It's the end of the year and that means two things for newspapers and magazines: lots of retrospective looks back at the best and worst of the year and lots of crystal ball gazing as to what the new year will bring. Even though schools operate on an offset schedule, it doesn't stop the educational journalists from indulging. I mean, who wants to feel left out?
Anyway, the experts at THE Journal have put together their predictions for what 2010 will hold in terms of classroom technology. The predictions are: more e-books, more netbooks, more interactive whiteboards, more personal devices (i.e. smart phones) in the classroom, and more individualizd instruction through technology.

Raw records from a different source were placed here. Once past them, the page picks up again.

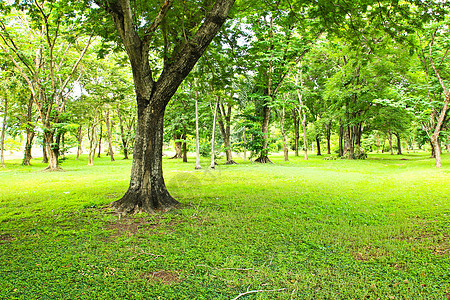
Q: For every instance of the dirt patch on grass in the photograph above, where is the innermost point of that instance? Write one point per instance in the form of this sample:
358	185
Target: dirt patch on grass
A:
368	253
163	276
6	238
129	226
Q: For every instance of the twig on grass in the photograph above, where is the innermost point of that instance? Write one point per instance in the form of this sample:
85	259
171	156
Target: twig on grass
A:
233	269
257	291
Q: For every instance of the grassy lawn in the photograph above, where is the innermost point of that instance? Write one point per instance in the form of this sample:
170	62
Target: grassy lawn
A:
316	229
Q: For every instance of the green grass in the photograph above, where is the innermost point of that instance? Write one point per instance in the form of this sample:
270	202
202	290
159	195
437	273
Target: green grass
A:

Presumably there will be less of some things also, but they don't make the article.
It's interesting, because to a large extent it's probably right. As the new technology is released and then becomes mainstream, teachers are looking to find ways to use it. It's seen as a high interest way to hook kids into the curriculum. While teaching about the Greek-Persian wars, I had my students create blogs and write about what was happening. The kids loved it.

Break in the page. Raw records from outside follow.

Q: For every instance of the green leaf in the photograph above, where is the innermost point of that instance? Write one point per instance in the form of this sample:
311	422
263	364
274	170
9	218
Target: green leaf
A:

The catch, though, is that I don't know that they really learned anything extra about Greece by writing what they knew on a blog rather than a regular old paper. Maybe they learned some technology skills. Maybe they were more motivated and so put in more effort and thus learned a little more. But essentially it was the same content in a new medium.
Whenever I read about a teacher incorporating Twitter into a lesson or something like that, I can't help but wonder if it isn't being used just as a gimmick. Is it boosting learning or just changing the packaging? Right now we seem to be doing a lot of repackaging. But I think that's probably the first step toward changing something more fundamental.